Copyright © 2015 Teresa Wymore. All Rights Reserved.
Historical fiction |
On Wednesday, August thirteenth, a legion of Roman soldiers mutinied. Bribed and angered by rumors of treason, they rioted, burning their camp and slaughtering seven imperial officials at Pavia.
Among the dead were the most powerful civilian and military leaders of the western empire, all members of the Sacred Consistory and the most illustrious families in the world: the generals of the infantry, the cavalry, and the Master of Offices himself—the man who oversaw the Consistory and imperial staff and secret police and treasury. The Chief Notary, Petrus, was taken into custody to be tortured for information. The dignified Salvius, legal advisor to the Consistory, sought refuge at his Augustus’s feet, but Honorius wasn’t in control at Pavia, and Salvius was gutted while he clutched his emperor’s knees.
Like fire rushes through the tenements, hate spread through the legions, burning hotter when reports reached the mutineers that messengers had escaped to warn the German cavalry at Bononia.

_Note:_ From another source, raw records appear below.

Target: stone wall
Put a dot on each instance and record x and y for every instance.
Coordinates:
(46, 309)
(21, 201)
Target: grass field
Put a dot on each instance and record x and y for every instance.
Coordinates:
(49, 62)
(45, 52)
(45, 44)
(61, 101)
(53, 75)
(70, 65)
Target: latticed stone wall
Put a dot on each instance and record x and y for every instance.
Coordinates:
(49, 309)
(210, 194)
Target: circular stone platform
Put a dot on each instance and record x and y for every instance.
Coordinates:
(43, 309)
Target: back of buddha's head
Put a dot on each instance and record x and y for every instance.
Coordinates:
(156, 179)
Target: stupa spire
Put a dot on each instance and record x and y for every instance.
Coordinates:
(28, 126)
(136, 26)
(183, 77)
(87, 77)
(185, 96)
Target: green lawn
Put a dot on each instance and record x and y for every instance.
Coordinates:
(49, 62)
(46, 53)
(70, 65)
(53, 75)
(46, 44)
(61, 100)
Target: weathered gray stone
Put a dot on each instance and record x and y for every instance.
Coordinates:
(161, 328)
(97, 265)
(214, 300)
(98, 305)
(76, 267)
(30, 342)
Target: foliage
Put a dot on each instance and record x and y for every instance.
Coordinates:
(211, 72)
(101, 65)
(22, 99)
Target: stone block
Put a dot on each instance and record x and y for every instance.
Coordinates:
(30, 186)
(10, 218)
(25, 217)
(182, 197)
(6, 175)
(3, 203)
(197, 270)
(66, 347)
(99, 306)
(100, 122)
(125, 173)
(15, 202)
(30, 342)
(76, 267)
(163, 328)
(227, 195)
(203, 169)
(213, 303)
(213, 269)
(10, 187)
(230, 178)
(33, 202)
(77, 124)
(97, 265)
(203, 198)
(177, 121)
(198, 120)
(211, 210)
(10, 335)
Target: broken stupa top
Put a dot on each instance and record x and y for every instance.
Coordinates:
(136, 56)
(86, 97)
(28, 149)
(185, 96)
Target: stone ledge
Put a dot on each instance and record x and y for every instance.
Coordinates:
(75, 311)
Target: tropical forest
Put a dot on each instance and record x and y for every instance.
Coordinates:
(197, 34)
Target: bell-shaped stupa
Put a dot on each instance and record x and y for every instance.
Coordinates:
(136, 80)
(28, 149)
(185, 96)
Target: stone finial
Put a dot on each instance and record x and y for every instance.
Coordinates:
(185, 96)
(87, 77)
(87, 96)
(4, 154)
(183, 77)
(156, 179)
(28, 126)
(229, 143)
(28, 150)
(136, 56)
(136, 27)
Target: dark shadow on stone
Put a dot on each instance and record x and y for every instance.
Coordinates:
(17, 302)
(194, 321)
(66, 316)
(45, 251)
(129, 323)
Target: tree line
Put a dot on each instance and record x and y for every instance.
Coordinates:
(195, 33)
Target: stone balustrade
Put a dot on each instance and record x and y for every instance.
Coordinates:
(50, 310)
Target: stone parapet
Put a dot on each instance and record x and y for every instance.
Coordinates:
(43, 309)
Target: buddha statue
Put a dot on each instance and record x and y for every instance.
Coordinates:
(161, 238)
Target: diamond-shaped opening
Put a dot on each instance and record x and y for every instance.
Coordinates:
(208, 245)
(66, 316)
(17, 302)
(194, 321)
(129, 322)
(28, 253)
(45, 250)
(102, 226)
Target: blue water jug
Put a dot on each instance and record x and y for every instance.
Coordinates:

The mutinous troops, angry but growing afraid of what the German cavalry might do, appealed to their emperor for support, but with the Master of Offices dead, Honorius had no one to provide his resolve, and so he appointed a new man.

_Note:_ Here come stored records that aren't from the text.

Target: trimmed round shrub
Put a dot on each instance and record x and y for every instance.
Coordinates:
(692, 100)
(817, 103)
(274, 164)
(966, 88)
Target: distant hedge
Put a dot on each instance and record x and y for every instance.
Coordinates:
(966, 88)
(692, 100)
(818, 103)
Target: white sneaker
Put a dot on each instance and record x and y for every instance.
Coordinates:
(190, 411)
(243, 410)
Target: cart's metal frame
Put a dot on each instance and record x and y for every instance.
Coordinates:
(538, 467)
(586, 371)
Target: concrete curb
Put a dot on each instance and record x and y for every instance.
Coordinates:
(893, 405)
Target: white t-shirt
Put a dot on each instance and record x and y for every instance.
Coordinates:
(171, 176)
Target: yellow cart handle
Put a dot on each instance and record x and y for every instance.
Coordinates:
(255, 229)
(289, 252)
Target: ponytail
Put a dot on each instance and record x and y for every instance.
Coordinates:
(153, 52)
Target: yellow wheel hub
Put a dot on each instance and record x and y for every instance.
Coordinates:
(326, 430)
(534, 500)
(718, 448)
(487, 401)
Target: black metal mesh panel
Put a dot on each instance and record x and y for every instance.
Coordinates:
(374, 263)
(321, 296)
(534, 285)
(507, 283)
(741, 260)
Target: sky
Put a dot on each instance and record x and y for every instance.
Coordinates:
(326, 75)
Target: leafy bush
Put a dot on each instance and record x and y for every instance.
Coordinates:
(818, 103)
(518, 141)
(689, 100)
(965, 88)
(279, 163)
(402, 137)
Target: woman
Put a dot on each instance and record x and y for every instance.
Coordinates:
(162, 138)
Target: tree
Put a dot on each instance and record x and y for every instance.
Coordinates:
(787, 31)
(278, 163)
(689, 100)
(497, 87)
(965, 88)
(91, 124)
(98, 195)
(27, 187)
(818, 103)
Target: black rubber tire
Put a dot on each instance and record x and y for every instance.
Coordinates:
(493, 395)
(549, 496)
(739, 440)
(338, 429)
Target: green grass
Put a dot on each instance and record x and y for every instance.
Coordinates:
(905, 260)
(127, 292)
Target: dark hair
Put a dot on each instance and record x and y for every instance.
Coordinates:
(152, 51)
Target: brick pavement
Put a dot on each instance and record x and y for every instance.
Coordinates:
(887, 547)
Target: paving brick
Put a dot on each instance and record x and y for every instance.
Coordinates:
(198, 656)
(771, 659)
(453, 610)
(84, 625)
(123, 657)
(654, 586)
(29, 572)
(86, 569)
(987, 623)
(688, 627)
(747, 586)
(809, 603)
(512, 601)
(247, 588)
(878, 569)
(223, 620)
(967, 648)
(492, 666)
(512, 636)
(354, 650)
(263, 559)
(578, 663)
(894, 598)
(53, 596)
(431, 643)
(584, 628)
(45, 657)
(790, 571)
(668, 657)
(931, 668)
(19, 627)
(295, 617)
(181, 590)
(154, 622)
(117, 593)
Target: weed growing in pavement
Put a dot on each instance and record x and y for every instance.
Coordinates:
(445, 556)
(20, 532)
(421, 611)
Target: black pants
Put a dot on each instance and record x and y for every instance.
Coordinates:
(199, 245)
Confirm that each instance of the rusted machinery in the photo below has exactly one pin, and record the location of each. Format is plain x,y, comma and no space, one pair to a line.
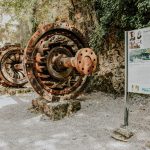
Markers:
11,66
57,61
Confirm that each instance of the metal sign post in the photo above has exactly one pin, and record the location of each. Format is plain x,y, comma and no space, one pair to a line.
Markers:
126,112
137,65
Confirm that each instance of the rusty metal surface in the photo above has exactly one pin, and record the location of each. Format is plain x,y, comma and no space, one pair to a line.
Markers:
46,73
84,61
11,68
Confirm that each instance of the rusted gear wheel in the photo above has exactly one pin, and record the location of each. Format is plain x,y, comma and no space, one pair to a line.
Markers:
41,58
11,66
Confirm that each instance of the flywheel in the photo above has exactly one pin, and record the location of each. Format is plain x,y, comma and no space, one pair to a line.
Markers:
51,61
11,66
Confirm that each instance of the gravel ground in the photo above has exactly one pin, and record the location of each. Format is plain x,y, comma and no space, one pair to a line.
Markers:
88,129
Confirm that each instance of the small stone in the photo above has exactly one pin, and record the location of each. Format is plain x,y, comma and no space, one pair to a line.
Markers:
147,144
122,134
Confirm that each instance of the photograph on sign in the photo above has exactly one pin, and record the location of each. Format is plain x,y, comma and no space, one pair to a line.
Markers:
139,61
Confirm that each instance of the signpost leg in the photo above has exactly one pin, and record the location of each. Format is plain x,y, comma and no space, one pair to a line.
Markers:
126,112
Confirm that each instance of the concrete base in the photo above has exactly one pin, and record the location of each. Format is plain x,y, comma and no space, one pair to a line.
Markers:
122,134
55,110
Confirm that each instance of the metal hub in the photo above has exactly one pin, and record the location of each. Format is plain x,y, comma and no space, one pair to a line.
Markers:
54,66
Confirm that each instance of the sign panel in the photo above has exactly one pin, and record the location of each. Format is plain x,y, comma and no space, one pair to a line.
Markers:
138,46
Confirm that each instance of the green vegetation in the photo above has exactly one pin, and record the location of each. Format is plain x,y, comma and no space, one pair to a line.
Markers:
118,16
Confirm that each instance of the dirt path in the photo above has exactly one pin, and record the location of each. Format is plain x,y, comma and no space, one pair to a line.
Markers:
88,129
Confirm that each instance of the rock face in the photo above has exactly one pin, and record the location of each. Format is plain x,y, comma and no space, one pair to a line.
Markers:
110,73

Minister Olympius arrived in Pavia after fear set in and graciously accepted Honorius’s offer to bear the burdens of the Master.
Olympius assessed the mood of the troops, who confessed their acts and then entrusted their lives to the man they knew as a true Christian and servant of Rome, nor did he disappoint them. He bullied the Augustus into praising the massacre and charging the commander of the German cavalry with treason.

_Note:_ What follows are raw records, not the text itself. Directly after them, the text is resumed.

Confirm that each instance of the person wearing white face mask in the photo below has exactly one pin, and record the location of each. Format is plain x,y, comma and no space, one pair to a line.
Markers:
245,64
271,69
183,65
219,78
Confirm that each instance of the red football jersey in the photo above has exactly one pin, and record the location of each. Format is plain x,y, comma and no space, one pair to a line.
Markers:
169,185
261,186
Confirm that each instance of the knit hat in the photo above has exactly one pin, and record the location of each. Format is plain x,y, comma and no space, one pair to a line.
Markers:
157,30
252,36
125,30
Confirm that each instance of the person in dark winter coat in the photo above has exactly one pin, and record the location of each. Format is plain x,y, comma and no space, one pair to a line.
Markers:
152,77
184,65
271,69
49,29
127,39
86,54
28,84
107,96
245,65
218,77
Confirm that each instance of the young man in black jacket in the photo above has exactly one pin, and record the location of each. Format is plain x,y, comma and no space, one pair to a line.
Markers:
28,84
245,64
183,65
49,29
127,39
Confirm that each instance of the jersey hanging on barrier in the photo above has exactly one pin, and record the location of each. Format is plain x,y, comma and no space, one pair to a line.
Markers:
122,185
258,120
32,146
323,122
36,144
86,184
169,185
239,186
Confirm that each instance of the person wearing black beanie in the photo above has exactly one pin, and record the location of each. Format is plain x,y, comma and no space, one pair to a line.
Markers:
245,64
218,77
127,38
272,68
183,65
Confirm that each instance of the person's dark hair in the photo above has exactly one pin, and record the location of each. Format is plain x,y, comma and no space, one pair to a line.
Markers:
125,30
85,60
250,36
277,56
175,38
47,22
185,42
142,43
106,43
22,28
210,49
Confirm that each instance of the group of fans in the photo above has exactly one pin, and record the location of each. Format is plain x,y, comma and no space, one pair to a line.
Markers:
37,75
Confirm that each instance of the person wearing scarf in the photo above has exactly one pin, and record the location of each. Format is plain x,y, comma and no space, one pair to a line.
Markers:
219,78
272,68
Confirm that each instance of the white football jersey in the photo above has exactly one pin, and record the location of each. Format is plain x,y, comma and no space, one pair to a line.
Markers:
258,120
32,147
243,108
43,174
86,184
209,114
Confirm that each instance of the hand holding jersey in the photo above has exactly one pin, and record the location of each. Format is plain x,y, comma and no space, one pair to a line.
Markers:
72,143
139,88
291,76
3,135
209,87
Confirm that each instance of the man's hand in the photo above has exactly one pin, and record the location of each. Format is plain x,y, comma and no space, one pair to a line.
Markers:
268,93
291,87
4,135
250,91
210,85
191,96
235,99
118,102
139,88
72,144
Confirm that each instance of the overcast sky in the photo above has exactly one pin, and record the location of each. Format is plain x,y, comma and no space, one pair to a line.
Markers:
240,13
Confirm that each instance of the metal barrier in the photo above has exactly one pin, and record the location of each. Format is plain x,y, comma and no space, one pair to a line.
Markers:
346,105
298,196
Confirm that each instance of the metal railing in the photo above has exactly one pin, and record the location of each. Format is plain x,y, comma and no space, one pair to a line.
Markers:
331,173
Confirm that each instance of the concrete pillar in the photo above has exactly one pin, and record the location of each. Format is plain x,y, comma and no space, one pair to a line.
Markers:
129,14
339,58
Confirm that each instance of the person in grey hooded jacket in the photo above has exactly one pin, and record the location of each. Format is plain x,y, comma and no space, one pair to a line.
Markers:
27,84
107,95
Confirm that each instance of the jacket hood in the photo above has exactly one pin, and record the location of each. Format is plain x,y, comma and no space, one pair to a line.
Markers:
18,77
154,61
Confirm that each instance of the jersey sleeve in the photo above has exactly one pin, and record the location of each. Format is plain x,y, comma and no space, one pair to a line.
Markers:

It didn’t matter that the accused was absent, that he had no part in the violence, that his troops were still disciplined, nor that he was commander not only of the Germans but of the mutinous Romans, too. The Minister had only to frightened the feeble Augustus with what his Patrician could do, whether he would do it or not, before the Augustus issued an arrest warrant for my father.
At Bononia, Father received the news and sent messengers out to determine whether the Augustus was dead or alive, while he arrayed his soldiers to punish the legion at Pavia. When his messengers confirmed that the emperor was safe, my father altered his plans, deciding he would punish only the leaders.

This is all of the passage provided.